The system proved that reliability and simplicity are not opposing forces—when systems design prioritizes worst-case scenarios.
Usability Testing Results
Proxy Caregiver Testing (4 participants, 3 core tasks):
Task | Avg Time | Success Rate | Outcome |
|---|---|---|---|
Locate missing person on map | 12s | 100% | ✅ Success |
Send voice message to wearable | 8s | 100% | ✅ Success |
Navigate to last known location | 25s | 100% | ✅ Success |
Average Task Completion: 45 seconds (location to action)

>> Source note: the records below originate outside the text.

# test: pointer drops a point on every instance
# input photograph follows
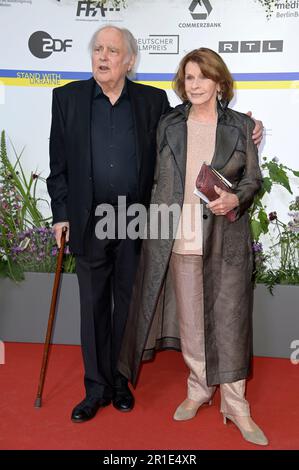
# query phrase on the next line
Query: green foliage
(280, 264)
(27, 242)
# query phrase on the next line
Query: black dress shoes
(123, 399)
(88, 408)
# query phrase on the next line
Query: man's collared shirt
(113, 144)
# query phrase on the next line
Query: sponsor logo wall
(44, 43)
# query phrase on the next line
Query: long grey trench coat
(227, 256)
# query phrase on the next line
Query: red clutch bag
(207, 178)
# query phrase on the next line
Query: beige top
(201, 138)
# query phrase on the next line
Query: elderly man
(102, 146)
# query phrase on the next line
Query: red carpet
(273, 395)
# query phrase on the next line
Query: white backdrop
(264, 61)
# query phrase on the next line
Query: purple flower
(257, 247)
(54, 251)
(272, 216)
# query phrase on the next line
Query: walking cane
(38, 400)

Emotional Response (Post-Testing Interviews):
Aspect | Rating | Feedback |
|---|---|---|
Confidence | Very High | "I felt in control, not panicked" |
Clarity | High | "I knew exactly what to do" |
Speed | Very High | "Faster than calling everyone I know" |
Impact Summary
Technical Innovation:
✅ First satellite IoT wearable designed for India's vulnerable populations
✅ Offline-first architecture with delayed sync (works without connectivity)
✅ AI movement detection reduces false alerts
Real-World Alignment:
✅ Aligned with government safety initiatives (India's Missing Persons Framework)
✅ 7 vulnerable groups mapped (children, elderly, devotees, women, individuals with disabilities)
✅ Cost-effective at scale (target: ₹3,000-5,000 / $36-60 per device)
Design Innovation:
✅ Jewelry-like wearable design (not institutional)
✅ No-screen interaction (reduces cognitive load)
✅ Panic-mode simplicity (location-first UI)
1. Design for Worst-Case Scenarios
Early designs included step tracking, social sharing, and activity goals—competitive features from consumer wearables. Testing revealed these distracted from core safety needs. I learned to design for the moment when everything goes wrong, not when everything goes right.
2. Restraint Over Features
The best safety products do one thing perfectly. Removing non-essential features (screen, cellular-only, open AI) made the system more reliable, not less capable. Complexity is a liability when lives are at stake.
3. Emotional Outcomes Matter
"Feeling in control during panic" was the most important metric—more than task time or success rate. Safety products must address emotional needs (certainty, confidence, control) as much as functional needs.
"Safety tech must work when everything else fails. That's not a feature—it's the entire product."